Она замолчала, когда Пуаро встал.

Кондуктор суетился около двери.

– Вы позволите мне остаться, месье?

– Конечно, Мишель.

Пуаро прочистил горло.

– Дамы и господа, позвольте ябуду говорить по-английски, так как полагаю, что все в той или иной степени понимают этот язык. Мы собрались здесь, чтобы разобраться в обстоятельствах смерти Сэмюэля Эдварда Рэтчетта, которого еще называли Кассетти. У этого преступления есть две возможные разгадки. Я представлю вам обе и попрошу месье Бука и доктора Константина решить, какая из них правильная.

Все вы знаете обстоятельства произошедшего. Сегодня утром мистер Рэтчетт был найден заколотым ножом в своем купе. Предполагается, что в тридцать семь минут первого ночи он был еще жив, так как говорил с проводником через дверь. Часы в кармане его пижамы были сильно повреждены, и их стрелки остановились на четверти второго ночи. Доктор Константин, который осмотрел найденное тело, считает, что смерть наступила где-то между полуночью и двумя часами утра. Как вы все знаете, в половине первого ночи наш поезд попал в снежный занос. После этого ни один человек не мог покинуть поезд.
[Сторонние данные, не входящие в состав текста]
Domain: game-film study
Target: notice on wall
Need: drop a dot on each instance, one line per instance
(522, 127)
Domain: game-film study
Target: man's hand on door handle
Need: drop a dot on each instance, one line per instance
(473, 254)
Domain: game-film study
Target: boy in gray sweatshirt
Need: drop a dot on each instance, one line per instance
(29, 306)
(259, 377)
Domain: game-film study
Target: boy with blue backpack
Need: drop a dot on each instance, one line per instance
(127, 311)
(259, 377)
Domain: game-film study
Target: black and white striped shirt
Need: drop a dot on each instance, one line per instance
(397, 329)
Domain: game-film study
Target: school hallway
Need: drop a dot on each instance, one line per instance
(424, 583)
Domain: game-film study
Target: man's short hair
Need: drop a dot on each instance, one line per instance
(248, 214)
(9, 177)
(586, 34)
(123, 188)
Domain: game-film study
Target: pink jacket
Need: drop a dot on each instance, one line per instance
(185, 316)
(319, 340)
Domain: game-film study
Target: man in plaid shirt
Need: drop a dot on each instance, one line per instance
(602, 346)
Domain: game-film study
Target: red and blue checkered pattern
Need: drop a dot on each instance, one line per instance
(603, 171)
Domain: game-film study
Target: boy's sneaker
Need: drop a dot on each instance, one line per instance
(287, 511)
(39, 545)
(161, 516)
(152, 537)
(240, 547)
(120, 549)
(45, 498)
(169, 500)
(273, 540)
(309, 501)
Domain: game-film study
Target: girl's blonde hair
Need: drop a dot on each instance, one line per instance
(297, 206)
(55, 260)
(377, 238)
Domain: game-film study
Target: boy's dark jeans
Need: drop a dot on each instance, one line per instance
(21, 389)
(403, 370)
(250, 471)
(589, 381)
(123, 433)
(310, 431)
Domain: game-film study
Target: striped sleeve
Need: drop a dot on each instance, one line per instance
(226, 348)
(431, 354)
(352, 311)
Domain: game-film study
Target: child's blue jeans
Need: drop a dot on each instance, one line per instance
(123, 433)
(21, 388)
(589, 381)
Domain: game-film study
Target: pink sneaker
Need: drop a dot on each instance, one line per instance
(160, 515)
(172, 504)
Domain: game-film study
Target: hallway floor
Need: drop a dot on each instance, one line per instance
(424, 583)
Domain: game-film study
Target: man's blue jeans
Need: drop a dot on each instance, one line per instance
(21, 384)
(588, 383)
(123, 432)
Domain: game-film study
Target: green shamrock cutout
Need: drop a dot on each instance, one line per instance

Показания мистера Хардмана, который является сотрудником нью-йоркского детективного агентства (несколько голов повернулись в сторону Хардмана), свидетельствуют о том, что никто не мог пройти мимо его купе номер шестнадцать, расположенного в дальнем конце вагона так, чтобы он его не заметил. Поэтому мы вынуждены прийти к заключению, что убийца скрывается среди пассажиров одного-единственного вагона – вагона Стамбул – Кале. Такова была наша рабочая гипотеза.

– Comment? – вырвалось у потрясенного месье Бука.
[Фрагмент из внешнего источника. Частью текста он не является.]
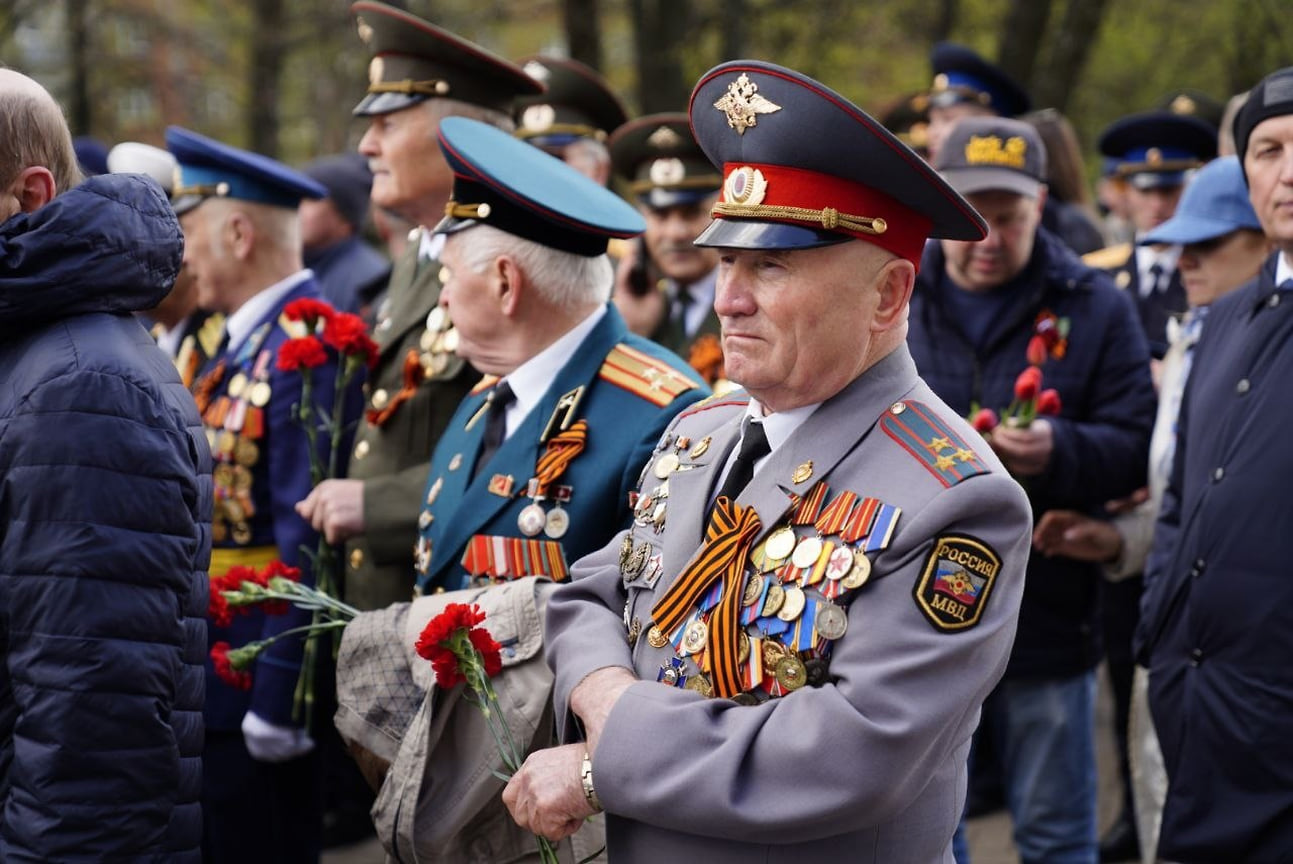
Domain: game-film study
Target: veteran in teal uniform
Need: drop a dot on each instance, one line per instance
(238, 212)
(537, 466)
(784, 657)
(418, 75)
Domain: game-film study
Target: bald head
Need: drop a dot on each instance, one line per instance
(36, 157)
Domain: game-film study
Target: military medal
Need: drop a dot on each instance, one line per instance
(832, 621)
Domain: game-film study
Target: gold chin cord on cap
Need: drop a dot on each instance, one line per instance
(454, 210)
(410, 87)
(828, 217)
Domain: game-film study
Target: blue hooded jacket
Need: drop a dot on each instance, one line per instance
(105, 508)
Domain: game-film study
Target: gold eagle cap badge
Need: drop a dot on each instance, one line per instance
(742, 104)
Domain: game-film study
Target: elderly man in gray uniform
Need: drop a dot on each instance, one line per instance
(784, 657)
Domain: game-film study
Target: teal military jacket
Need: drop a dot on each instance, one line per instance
(625, 391)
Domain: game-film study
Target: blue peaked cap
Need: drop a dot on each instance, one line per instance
(212, 170)
(506, 183)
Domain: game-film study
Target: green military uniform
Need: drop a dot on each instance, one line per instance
(418, 380)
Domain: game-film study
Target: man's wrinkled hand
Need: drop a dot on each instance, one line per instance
(546, 796)
(335, 508)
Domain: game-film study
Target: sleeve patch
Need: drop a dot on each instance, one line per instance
(934, 444)
(956, 582)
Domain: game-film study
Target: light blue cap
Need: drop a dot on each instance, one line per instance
(1214, 203)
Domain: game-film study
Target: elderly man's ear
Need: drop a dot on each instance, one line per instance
(31, 189)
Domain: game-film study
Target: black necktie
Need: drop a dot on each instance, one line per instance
(754, 446)
(495, 423)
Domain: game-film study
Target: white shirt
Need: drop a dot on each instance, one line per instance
(1146, 256)
(239, 325)
(533, 378)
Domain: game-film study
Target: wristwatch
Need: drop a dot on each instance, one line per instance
(586, 779)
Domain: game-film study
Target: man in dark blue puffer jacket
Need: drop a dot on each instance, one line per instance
(105, 510)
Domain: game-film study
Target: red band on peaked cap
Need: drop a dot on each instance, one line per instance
(817, 131)
(905, 230)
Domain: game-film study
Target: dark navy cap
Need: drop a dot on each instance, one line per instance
(516, 188)
(909, 120)
(415, 61)
(1214, 205)
(1194, 104)
(806, 167)
(1271, 97)
(1156, 149)
(963, 76)
(993, 153)
(661, 161)
(212, 170)
(578, 104)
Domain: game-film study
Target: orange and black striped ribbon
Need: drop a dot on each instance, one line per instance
(727, 546)
(561, 450)
(413, 375)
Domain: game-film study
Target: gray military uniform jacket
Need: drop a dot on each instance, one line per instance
(392, 457)
(870, 763)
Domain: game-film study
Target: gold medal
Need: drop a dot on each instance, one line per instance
(530, 520)
(694, 637)
(793, 605)
(832, 621)
(776, 596)
(790, 673)
(665, 466)
(861, 571)
(807, 552)
(779, 545)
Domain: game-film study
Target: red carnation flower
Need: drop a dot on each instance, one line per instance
(451, 642)
(310, 311)
(299, 355)
(349, 335)
(1028, 383)
(225, 670)
(1037, 351)
(1047, 402)
(984, 421)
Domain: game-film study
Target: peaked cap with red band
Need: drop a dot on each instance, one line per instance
(804, 167)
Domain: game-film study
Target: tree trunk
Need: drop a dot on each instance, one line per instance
(658, 31)
(583, 31)
(82, 115)
(1023, 35)
(268, 22)
(1077, 34)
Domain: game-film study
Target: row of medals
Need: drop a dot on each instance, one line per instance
(847, 565)
(235, 455)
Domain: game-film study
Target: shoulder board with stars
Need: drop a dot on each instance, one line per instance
(484, 384)
(1108, 258)
(644, 375)
(210, 334)
(934, 444)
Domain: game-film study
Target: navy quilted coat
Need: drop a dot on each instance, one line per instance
(105, 505)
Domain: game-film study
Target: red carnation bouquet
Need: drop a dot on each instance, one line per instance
(463, 653)
(1049, 342)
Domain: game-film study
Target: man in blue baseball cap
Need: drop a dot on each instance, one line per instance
(965, 84)
(538, 463)
(1218, 599)
(243, 247)
(784, 657)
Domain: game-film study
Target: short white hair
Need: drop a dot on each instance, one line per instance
(561, 278)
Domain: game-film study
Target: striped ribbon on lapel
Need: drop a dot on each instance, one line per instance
(727, 546)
– И вот к каким выводам я пришел. Все очень просто. У мистера Рэтчетта был враг, которого он боялся. Он описал этого врага мистеру Хардману и сказал ему, что попытка убийства, если таковая будет предпринята, произойдет, скорее всего, на вторую ночь после отъезда из Стамбула.

Я смею предположить, леди и джентльмены, что мистер Рэтчетт знал о своем враге гораздо больше, чем рассказал мистеру Хардману. Как и предполагал мистер Рэтчетт, враг попал на поезд в Белграде или, что тоже возможно, в Винковцах – через дверь, которую оставили открытой полковник Арбэтнот и мистер Маккуин, спускавшиеся в Винковцах на платформу. У убийцы была форма проводника спального вагона, которую он носил поверх своей обычной одежды, и ключ-вездеход, который позволил ему попасть в купе мистера Рэтчетта, несмотря на то что дверь была заперта изнутри. Мистер Рэтчетт находился под влиянием лекарства от бессонницы. Убийца с большой жестокостью несколько раз ударил его ножом и покинул купе через смежную дверь, которая вела в купе миссис Хаббард…
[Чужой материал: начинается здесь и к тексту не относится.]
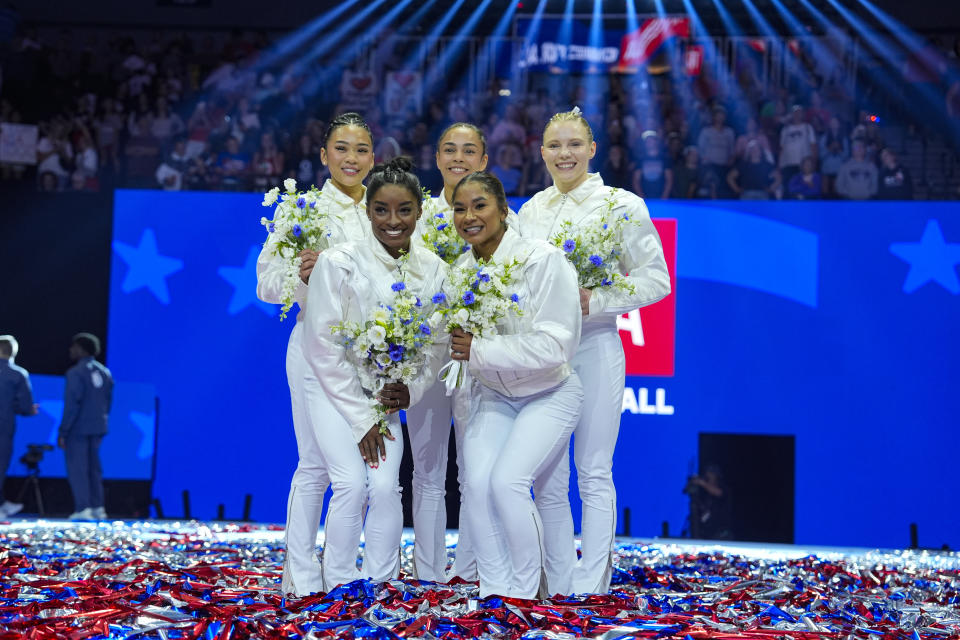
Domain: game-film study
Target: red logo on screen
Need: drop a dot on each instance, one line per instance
(649, 334)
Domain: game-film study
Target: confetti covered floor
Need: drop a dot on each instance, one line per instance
(218, 581)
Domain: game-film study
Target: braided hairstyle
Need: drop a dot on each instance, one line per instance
(492, 185)
(345, 120)
(398, 171)
(470, 127)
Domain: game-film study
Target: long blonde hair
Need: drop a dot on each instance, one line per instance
(574, 115)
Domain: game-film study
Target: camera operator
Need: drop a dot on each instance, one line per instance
(86, 405)
(16, 398)
(710, 511)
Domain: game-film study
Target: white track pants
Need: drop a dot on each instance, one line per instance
(600, 364)
(428, 424)
(509, 443)
(354, 485)
(301, 568)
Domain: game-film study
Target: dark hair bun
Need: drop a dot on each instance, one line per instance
(398, 171)
(400, 163)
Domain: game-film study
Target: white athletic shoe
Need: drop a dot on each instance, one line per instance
(9, 508)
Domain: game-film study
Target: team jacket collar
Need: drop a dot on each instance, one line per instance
(580, 193)
(331, 191)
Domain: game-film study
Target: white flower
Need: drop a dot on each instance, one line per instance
(270, 197)
(377, 334)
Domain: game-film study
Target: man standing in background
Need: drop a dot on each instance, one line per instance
(86, 405)
(16, 398)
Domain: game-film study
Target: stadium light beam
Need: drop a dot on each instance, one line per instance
(288, 46)
(329, 42)
(533, 28)
(459, 39)
(347, 53)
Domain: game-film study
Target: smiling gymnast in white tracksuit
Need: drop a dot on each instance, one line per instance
(582, 199)
(529, 397)
(348, 284)
(348, 153)
(461, 149)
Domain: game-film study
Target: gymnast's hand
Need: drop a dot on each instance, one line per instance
(585, 301)
(460, 342)
(308, 258)
(394, 396)
(372, 447)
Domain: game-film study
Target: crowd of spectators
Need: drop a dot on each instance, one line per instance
(209, 112)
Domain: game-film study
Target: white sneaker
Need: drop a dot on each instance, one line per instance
(9, 508)
(84, 514)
– Это именно так, – подтвердила американка, важно кивнув.

– Проходя через купе, он засунул орудие убийства в косметичку миссис Хаббард, а также, не заметив этого, потерял одну пуговицу со своей форменной куртки. После этого он выскользнул из купе в коридор. Поспешно запихнув форму в чемодан, который увидел в пустом купе, он спустя несколько минут в цивильном платье вышел из вагона, как раз перед тем, как поезд отправился со станции Винковцы. При этом он воспользовался тем же путем, каким вошел в вагон, – дверью рядом с вагоном-рестораном.

Все присутствующие затаили дыхание.

– А как же часы? – настойчиво спросил мистер Хардман.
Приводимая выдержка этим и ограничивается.